Laboratory testing for systemic autoimmune diseases

Abstract

Abstract The detection of autoantibodies is well established in daily clinical practice for evaluation of systemic autoimmune diseases like rheumatoid arthritis (RA), connective tissue diseases and vasculitides. Rheumatoid factor (RF) or the anti-citrullinated protein antibody (ACPA) is only observed in approximately 80% of patients suffering from rheumatoid arthritis. Anti-CarP autoantibodies might serve as a novel marker, filling this gap. The detection of anti-nuclear antibody (ANA) facilitates the diagnosis of connective tissue diseases. Elevated levels of anti-centromer antibodies, anti-topoisomerase I [anti-Scl-70] antibodies and the anti-RNA polymerase III antibodies, which belong to the group of ANA, are frequently present in the serum of patients suffering from systemic sclerosis and are therefore incorporated into the new classification criteria.

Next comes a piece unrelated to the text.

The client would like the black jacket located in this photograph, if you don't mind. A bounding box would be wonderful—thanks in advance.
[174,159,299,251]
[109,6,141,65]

To establish the diagnosis of an antiphospholipid syndrome, the detection of the lupus anticoagulant and the aCL-/anti-β2GPI-antibodies of IgG, IgM and IgA isotypes plays a pivotal role. The anti-neutrophil cytoplasmic antibodies (ANCAs) are associated with vasculitides of small vessels. Screening with immunofluorescence testing (IFT) is established as the first step followed by additional immunoassays specific for proteinase 3 (PR3) and myeloperoxidase (MPO) autoantibodies. Novel bedside test procedures for these antibodies allow an early diagnosis in critically ill patients. New biomarkers for polymyalgia rheumatic and for spondyloarthritides are also described, but their clinical relevance remains uncertain and necessitates further studies.